Automating Adobe DNG Converter in Windows

dng_logo_blue.png

A few years back, I decided to standardize my raw photo archive into the Adobe DNG format. I’ve had a few different brands of camera and negative scanners over the years, and I’m not confident all the different formats will be readable decades from now. Also, I started using Google Photos, which does not support most of them, so treats most raw pictures like unknown data files. Fortunately, it does support DNG. These will be do not count towards your Google Drive storage limits and will be displayed on the Photos UI just like JPEGs would.

Building a workflow

Adobe publishes a utility called Adobe Digital Negative Converter. It can convert to DNG from any format which is supported by Camera RAW. It works OK, but it does seem a bit like a reference implementation, just to get people to adopt the format. Up until now I have been manually selecting files to convert from my SD card and exporting them to my “unsorted” archive directory, ready for manual editing, sorting etc. Then, I have to go and delete all the source files for all converted images. Really I wanted to do all this with a single click, each time I inserted my SD card, but it does not support this directly. Fortunately, it does have some simple command line arguments. These are not enough in themselves, because wildcards are not supported for input file specifications, but I figured PowerShell could step in here…

A PowerShell script

powershell.png

Here’s a script which does exactly what I wanted. You will need to change the first three lines to specify your SD card path, destination root directory and source file extension. It will create a new directory in there with today’s date, dump the converted files there, and delete the source files if the conversion was successful. This seems faster and less error-prone than my old manual approach.

$sourceDir = "E:\DCIM\"
$outputRoot = "D:\OneDrive\Images\Unsorted" 
$sourceFileSpec = "*.rw2"
$dngExePath = "C:\Program Files\Adobe\Adobe DNG Converter\Adobe DNG Converter.exe"
$outputDir = "$outputRoot\$(get-date -f yyyy-MM-dd)"
$baseArgs = "-d " + """$outputDir""" + " "
$sourceFiles = Get-ChildItem -Path $sourceDir -Recurse -Include $sourceFileSpec
if ($sourceFiles.Count -gt 0)
{
    New-Item -ItemType Directory -Force -Path $outputDir
}
ForEach ($file in $sourceFiles) {
    $fullArgs = $baseArgs + """$file"""
    $process = start-process $dngExePath $fullArgs -Wait -PassThru
    if ($process.ExitCode -eq 0)
    {
        Remove-Item -path $file
    }
}

You’re free to use and adapt this script as you like. I would love to hear about it.

Finishing touches

To run this script from the start menu, you need to create a shortcut which will execute it. Windows makes it a little harder to do this that you might think, probably in an effort to make it harder for malware authors to use PowerShell as a vector. The shortcut will need a command line like this:

powershell.exe -ExecutionPolicy Bypass -File "D:\Scripts\Import to DNG.ps1"

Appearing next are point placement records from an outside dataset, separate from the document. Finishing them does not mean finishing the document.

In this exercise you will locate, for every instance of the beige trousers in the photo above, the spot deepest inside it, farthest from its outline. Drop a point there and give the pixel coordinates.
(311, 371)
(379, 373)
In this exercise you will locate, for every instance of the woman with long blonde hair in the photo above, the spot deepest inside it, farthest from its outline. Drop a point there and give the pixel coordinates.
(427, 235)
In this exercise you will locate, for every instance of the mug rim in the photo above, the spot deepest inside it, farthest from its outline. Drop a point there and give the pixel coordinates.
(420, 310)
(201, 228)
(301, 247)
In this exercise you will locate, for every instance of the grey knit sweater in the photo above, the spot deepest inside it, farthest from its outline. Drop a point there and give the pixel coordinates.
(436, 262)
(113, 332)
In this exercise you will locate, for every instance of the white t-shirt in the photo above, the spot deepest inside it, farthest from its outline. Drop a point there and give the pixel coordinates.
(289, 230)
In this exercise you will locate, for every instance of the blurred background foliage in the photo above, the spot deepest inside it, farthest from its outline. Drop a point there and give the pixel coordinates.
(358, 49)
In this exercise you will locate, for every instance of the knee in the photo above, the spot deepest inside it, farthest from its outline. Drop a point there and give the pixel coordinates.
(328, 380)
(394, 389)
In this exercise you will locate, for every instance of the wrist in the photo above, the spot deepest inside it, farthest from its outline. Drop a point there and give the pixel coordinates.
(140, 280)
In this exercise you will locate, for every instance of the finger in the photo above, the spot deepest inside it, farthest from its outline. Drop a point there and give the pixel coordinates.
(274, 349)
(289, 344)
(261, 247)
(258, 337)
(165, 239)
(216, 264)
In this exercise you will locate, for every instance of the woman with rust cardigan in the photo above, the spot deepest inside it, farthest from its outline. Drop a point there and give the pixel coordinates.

That will override the default execution policy, which does not allow scripts. Now you just have to right-click on the shortcut and choose Pin to Start Menu.

Future improvements

This script could also move over new movie files to their archive locations. It should probably delete any XMP (sidecar) files associated with the image files it deletes. These would be created if you had edited any of the files directly on the SD card from Camera Raw.

It’s probably possible to get it to run automatically whenever you insert the relevant SD card, but I’m not sure I would want that myself.